4) The first data section, “ Mitochondrial delivery into transformed and primary cells”, should be re-worded. The data does not assess delivery INTO cells, as suggested by the prose; rather, the data presents co-association after 2 hours. The subsequent data demonstrates that actual delivery into cells does not correlate with the co-staining shown in this section, and the SEM data indicates that co-incubation simply results in an extracellular coating of mitochondria. The subsequent data clearly show a lack of actual transfer using co-incubation. I believe this is what the authors intended.

We thank the reviewers for noting this discrepancy. We intended the prose to indicate the occurrence of mitochondrial association with recipient cells following delivery without an implication of the mechanism of co-localization. We revised the text to better represent the result and reflect our intended conclusion, as suggested.

5) There are a few issues with Figure 3. In the titration experiments, the interpretation is not supported. The authors show that co-staining by flow cytometry does not mean mitochondria were taken into recipient cells, so in Figure 3G the right half of the panel is not useful and the 4-fold increase in efficiency is a misrepresentation. The data currently shown is “SIMR colonies per 104 cells that show co-staining with ds-RED”, not “recipient cells”. It is not clear that MitoPunch actually outperforms MitoCeption. The left half of the panel would suggest they perform similarly in this cell type.

We agree with the reviewers that this result can lead to an unintended interpretation. We intended to show that the SIMR generation efficiency is greater for each cell that interacts with dsRed mitochondrial material by MitoPunch. To avoid confusion for readers, we removed this plot from the manuscript and revised the Results text.

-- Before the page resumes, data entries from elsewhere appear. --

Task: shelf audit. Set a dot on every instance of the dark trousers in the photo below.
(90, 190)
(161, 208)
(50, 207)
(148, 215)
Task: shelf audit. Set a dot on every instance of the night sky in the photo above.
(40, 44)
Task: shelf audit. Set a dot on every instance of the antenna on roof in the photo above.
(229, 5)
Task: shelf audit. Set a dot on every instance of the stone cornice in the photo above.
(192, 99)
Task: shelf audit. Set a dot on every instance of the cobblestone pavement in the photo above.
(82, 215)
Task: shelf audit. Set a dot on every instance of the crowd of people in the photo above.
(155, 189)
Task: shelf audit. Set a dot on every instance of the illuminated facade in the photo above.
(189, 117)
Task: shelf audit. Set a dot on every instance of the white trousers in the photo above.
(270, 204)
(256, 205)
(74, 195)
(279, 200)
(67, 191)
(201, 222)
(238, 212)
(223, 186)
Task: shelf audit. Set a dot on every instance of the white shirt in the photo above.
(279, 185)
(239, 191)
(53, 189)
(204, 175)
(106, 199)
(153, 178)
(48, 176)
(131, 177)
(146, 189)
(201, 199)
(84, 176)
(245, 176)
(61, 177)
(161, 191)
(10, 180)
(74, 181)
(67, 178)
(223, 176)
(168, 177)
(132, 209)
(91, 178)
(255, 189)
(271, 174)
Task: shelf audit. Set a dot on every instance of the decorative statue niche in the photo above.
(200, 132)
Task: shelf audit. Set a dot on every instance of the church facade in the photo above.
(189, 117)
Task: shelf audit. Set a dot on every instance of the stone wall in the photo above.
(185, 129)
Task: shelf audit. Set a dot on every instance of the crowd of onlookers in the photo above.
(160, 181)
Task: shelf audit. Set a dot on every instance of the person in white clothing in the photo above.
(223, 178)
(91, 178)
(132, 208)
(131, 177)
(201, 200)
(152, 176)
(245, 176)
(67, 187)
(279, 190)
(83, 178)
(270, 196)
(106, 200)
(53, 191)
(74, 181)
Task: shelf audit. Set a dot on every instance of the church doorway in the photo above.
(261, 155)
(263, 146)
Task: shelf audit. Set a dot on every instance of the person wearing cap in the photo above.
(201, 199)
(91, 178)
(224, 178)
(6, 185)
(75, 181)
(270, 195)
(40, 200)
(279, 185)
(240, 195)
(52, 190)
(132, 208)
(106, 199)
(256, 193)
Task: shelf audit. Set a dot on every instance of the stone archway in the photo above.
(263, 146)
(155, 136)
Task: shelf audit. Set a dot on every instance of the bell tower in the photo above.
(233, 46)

Truthfully, given the distinct properties of these two methods, it may not be reasonable to try to directly compare their relative efficacy in such a manner. It is sufficient to show they both work well and in a mitochondrial-mass dose-dependent manner, whereas co-incubation fails at all mitochondrial mass concentrations. Given the current state of the field, the new technique is still exciting, even if it has not been tested alongside MitoCeption in a way which allows direct head to head comparisons of efficacy. Future studies may delve deeper into the cell type, conditions, etc, where each technique best performs, but if the authors wish to claim here that MitoPunch is superior, additional data will be needed. It is assumed by the reviewer, but needs to be clarified/confirmed, that in the Figure 3G experiments the same cell number was used.

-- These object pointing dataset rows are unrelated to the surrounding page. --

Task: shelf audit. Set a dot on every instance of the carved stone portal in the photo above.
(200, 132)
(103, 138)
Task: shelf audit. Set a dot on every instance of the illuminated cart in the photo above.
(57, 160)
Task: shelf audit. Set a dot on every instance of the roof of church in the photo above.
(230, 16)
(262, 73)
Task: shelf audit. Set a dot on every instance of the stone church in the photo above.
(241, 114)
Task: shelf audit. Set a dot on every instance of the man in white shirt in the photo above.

Our intent was not to claim that MitoPunch is necessarily superior to MitoCeption, but to demonstrate that application of pressure during mitochondrial transfer enhances SIMR generation in different systems and also to highlight that the two methods have distinct use cases depending on the recipient cell type of interest. We included new text in the Discussion to clarify this point. We additionally clarified that the same number of cells were seeded for each replicate in Figure 3—figure supplement 5.